Desert sand coats everything here.
If you let anything sit long enough, either inside or out, it collects a flim of girtty flith.
Even now as I write, I sit atop a dust caked chair on a belcony overlooking the suburb of Maadi.
I have been here in Egypt two weeks now...
I have since left jet-leg in the wake of a fast paced life style, full of language classes, meetings, tasks and homework.
However, despite the lack consitant intermissions, Egypt has begun to feel like home to me and when the opportunity to surface and rest presents itself, I have found myself in the sweet embrace of the couch and a pizza box.
God has been both the forefront and distant longing in my heart over the last couple months.
Since arriving home from Africa in July, I retreated from myself.
I told the story of my travels but never really processed it, and I went from a "Spiritual high" into a cement wall.
I still was around God but never came before Him, never really focused on Him...

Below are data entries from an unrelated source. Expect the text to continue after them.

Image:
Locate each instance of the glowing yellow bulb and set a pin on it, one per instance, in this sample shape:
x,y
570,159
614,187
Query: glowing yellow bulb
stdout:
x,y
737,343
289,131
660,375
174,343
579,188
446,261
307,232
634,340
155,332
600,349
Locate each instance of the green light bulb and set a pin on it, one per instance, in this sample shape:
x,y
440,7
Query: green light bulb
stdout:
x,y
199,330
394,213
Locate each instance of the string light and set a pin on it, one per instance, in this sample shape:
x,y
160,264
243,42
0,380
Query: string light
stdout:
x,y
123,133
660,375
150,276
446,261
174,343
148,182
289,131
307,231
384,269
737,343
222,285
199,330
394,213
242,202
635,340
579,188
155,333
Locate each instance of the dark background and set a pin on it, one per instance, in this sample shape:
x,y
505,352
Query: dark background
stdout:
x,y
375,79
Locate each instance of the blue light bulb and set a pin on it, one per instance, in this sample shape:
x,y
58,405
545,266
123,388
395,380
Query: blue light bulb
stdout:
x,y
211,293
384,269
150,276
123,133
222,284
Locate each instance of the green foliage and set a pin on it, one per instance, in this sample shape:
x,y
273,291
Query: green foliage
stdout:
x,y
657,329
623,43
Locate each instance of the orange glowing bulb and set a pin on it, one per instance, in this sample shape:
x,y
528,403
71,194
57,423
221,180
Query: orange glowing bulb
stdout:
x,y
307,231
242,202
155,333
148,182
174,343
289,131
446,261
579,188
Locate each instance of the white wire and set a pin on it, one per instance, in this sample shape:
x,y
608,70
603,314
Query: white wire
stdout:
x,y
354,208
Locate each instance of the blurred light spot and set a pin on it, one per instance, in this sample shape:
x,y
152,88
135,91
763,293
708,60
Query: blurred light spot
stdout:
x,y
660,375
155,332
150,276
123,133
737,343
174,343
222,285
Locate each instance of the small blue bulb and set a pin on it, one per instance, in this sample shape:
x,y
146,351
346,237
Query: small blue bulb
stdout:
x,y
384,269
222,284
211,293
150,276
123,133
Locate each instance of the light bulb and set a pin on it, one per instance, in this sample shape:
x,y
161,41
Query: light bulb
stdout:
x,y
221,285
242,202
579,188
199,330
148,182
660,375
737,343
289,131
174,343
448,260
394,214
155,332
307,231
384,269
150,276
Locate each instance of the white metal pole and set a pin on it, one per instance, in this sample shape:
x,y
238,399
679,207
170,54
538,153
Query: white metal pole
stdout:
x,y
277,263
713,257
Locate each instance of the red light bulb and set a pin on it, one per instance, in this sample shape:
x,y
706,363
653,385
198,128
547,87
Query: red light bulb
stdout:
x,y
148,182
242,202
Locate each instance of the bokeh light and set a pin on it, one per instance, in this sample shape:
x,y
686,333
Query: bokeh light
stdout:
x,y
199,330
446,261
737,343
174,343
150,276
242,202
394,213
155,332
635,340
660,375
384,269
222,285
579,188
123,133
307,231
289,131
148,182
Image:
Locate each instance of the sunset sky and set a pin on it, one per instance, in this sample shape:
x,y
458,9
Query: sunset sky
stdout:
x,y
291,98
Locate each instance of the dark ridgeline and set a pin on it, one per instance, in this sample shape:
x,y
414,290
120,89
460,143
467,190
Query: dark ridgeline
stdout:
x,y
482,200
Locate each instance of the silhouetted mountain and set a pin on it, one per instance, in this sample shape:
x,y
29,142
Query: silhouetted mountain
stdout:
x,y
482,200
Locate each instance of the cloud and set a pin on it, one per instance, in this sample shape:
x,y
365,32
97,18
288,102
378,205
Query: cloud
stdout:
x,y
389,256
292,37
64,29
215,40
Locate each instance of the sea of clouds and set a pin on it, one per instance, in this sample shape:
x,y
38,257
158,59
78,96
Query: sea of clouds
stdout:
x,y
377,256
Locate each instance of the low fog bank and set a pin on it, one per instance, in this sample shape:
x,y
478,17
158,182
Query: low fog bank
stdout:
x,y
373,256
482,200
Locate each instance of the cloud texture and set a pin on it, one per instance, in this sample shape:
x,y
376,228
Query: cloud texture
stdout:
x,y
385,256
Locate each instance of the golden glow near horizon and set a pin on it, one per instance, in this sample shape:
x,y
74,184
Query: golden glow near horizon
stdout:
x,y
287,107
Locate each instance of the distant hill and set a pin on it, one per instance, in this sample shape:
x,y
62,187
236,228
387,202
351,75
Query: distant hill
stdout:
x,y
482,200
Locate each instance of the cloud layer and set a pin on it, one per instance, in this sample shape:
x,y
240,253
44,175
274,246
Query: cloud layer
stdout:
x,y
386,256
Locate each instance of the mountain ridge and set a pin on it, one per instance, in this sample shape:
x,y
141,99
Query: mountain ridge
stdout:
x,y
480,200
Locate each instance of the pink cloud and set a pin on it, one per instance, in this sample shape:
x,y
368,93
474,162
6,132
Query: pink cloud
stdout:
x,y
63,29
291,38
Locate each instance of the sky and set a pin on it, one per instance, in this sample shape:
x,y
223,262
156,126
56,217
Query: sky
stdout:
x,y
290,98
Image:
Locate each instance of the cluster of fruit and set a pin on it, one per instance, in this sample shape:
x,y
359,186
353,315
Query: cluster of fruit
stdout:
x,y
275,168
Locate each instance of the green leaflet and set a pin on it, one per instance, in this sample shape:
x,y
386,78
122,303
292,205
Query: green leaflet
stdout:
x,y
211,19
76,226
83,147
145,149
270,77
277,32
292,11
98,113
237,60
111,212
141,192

The thing about dust is, unless it's on a hard, flat surface, it doesn't come out easily.
It collects in groves and poors and it piles up...
God didn't make us hard, nor did He make us flat.
It says that God shaped us and He continues to mold us.
We are incrediably detailed, carefully constructed beings and it's because we are so detailed, that it's so difficult to get all the dust out when it gathers.
My prayer life began to suffer, my want for more for decreased and God felt distant.
I know He never was, nor will He ever be, but I felt cut off, choaked in dust.
I was too embarrassed and too stubborn to ask for help.
And so I was off to Egypt...on a plane this first time more alone then ever.
I continued to struggle,
At prayer meetings I felt as though I was talking to God through a wall,
Alone I found it hard to come before God, I felt ashamed.
God is Good...All the time.
It was at church this weekend that some of the dust came off,
The amazing thing is we don't have to let dust settle, God doesn't want us to let it settle because when it does, it masks how beautiful we are and makes it impossible to continue to grow.